Anomalie: a Roma il circo contemporaneo è in periferia

Il Parco delle Canapiglie è un piccolo parco di periferia, a Torre Maura, che giace attorno ad anonimi condomini, a pochi passi dalla via Casilina. Negli ultimi due fine settimana, i cittadini di Torre Maura e frequentatori del parco – anziani, genitori con bambini, ragazzi (dipende dagli orari) – si sono imbattuti in un festival che da anni porta il nuovo circo in periferia. Il festival si chiama Anomalie, ha la direzione artistica di Nicola Danesi de Luca e Chiara Crupi ed è organizzato da Kollatino Underground. Qui puoi vedere le Stories a cura del progetto #Comunicacirco.

Una prima bella anomalia che si nota è la composizione del pubblico: un mix di habitué del parco e circensi romani, impegnati, oltre che a vedere gli spettacoli, in questi giorni nei laboratori di canzone popolare romanesca, street art e giocoleria.

Tra gli spettacoli del secondo weekend del festival, segnaliamo In Theseus – prologue del Collettivo Flaan con la regia di Anton de Guglielmo e Leonardo Varriale. Si è trattato di un lavoro in costruzione ma già definito nel suo immaginario: quello di un universo lontano, immaginifico, onirico nel quale i tre navigatori (Francesco Fiore, Nicola Carbone, Alice Bellini) fluttuano, all’interno di un attrezzo da circo davvero originale (una sorta di roue cyr tridimensionale) che diventa astronave. Alcune parti avranno modo di trovare una miglior fluidità (come ad esempio il numero con i cappelli), ma il ritmo generale insieme alla scelta delle musiche funzionano. E poi c’è una freschezza, una vitalità che viene trasmessa con vigore da questo “viaggio”.

Otto Panzer Show

In un’area raccolta del parco, davanti a un rudere con elementi votivi e una statua di Padre Pio, è andato in scena uno spettacolo ben rodato, sto parlando di Historieta de un abrazo della Compagnia Dromosofista (presenti al festival anche con Antipodi nel loro camion teatro). È teatro di figura e musicale, di strada, perfetto per un pubblico eterogeneo come quello di Anomalie. È la storia di un abbraccio, appunto, come recita il titolo, sviluppata da Facundo Moreno e Rugiada Grignani grazie alla chitarra e a una serie di personaggi che si materializzano da scatole e valigie: un losco figuro con un taccuino, una sirena, una cantante gitana. È uno spettacolo semplice e raffinato, che parla di amore e si conclude con un grande abbraccio fra i due che è anche un abbraccio alla vita e al teatro come ragione di vita.

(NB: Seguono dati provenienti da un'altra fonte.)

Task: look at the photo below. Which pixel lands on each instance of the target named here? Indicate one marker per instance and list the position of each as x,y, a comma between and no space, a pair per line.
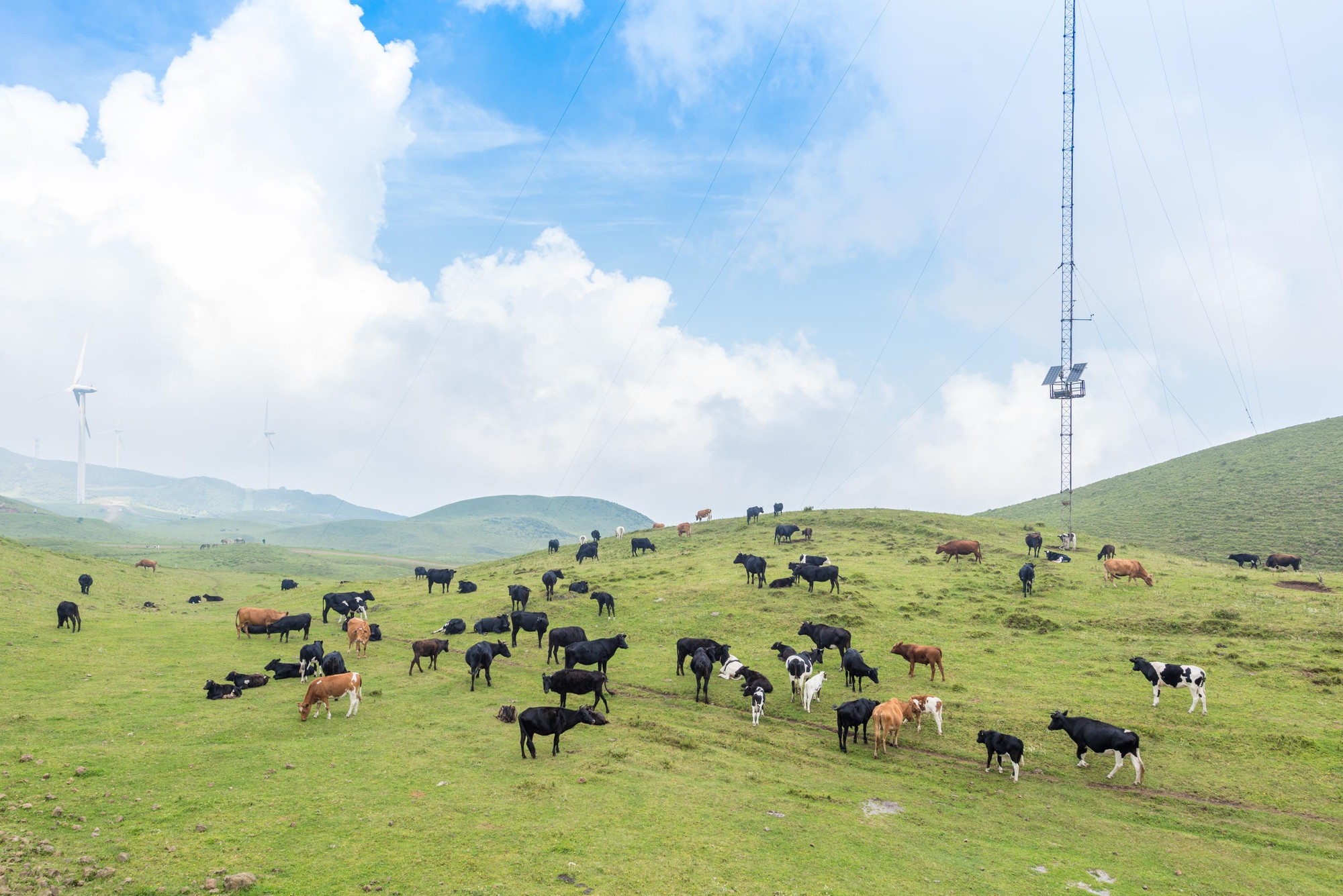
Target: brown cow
961,548
359,634
256,616
918,654
1117,569
332,687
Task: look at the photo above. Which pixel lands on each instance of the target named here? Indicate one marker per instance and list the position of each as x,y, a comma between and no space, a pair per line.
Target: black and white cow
1172,675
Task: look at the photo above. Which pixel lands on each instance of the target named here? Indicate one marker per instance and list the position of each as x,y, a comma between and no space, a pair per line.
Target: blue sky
821,277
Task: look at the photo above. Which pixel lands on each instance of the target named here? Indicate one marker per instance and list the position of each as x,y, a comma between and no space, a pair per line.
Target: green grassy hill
425,792
1281,491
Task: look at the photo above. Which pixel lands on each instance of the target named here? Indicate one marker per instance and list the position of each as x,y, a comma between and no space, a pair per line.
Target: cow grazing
1172,675
812,690
563,638
280,670
703,670
492,626
566,682
530,623
597,652
1117,569
551,721
1283,561
922,655
827,635
332,687
856,670
961,548
1028,579
604,603
249,616
1001,745
852,715
688,646
69,612
480,656
1101,737
441,577
426,648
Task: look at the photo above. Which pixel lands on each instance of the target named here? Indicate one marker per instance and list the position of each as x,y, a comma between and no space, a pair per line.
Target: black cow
492,626
604,603
283,670
851,715
1028,579
287,626
688,646
547,721
597,652
441,577
452,627
530,623
1101,737
827,635
563,638
856,670
480,656
566,682
69,612
1000,745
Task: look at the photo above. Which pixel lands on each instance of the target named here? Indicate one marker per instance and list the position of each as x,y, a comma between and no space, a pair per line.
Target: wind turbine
81,393
271,447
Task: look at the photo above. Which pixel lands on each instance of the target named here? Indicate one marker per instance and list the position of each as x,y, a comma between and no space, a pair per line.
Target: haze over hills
1278,491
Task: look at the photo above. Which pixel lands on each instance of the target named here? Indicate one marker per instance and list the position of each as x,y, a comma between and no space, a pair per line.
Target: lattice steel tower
1066,380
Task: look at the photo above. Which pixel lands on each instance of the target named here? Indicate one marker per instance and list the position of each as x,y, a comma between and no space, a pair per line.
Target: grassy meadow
425,791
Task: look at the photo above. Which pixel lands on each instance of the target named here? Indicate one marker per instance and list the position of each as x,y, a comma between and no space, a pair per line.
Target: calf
551,721
1101,737
856,670
1003,745
851,715
284,670
69,612
563,638
597,652
566,682
604,603
922,655
426,648
332,687
480,656
530,623
1173,675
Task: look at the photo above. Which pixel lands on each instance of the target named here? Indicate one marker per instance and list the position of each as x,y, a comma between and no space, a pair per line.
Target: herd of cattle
332,681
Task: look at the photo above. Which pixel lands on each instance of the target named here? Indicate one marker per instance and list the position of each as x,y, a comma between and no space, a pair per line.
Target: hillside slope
1279,491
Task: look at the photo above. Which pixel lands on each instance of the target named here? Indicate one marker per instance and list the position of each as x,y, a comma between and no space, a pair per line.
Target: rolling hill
1278,491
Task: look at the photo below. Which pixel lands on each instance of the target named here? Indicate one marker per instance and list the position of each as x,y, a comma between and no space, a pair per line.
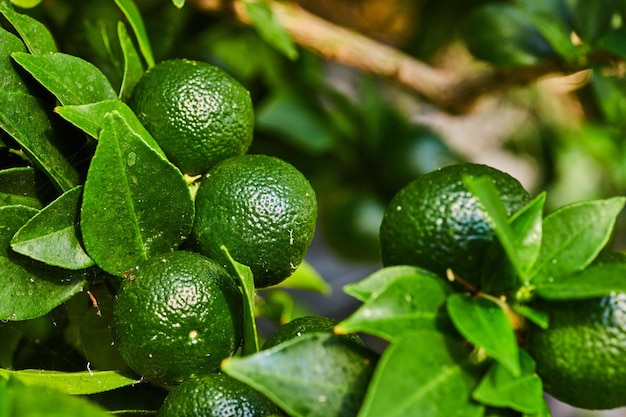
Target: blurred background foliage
359,138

Questa edizione di Anomalie è dedicata ai clown, e oltre a Leo Bassi (pochi giorni prima al Teatro Tor Bella Monaca) ci siamo divertiti con Otto Panzer Show, un improbabile direttore di circo dal forte accento tedesco creato da Gianni Risola. Otto Panzer (occhio a invertire nome e cognome che potrebbe arrabbiarsi) gioca con i bambini creando un’atmosfera allegra condita da una sana cattiveria clownesca, prende in giro gli adulti e ammicca alle belle signore presenti. È uno show travolgente, fatto di numeri divertentissimi come quando la sua testa ruota di 360 gradi dentro a un secchio che si gira con una manovella o quando si tuffa dentro a un guanto di gomma. Applausi a non finire.

Cabaret Zuzzurellone

A chiudere questo secondo weekend di festival al Parco delle Canapiglie il Cabaret Zuzzurellone del Duo Flosh (al secolo Nicola Carbone e Francesco Fiore, già visti con il Collettivo Flaan). I due fanno vedere una grande complicità artistica, sia nell’alternare momenti comici a virtuosismi acrobatici, ma anche e soprattutto nel gestire alcuni ragazzini spettatori fin troppo esuberanti che, incapaci di stare fermi, invadevano più volte la scena. In questi momenti il teatro di strada mostra il suo vero e speciale rapporto col pubblico, fatto di intimità, condivisione ma anche di momenti delicati da gestire. L’atmosfera dello spettacolo però non ha mai perso la sua magia e il numero finale al palo cinese ha definitivamente conquistato il pubblico di tutte le età.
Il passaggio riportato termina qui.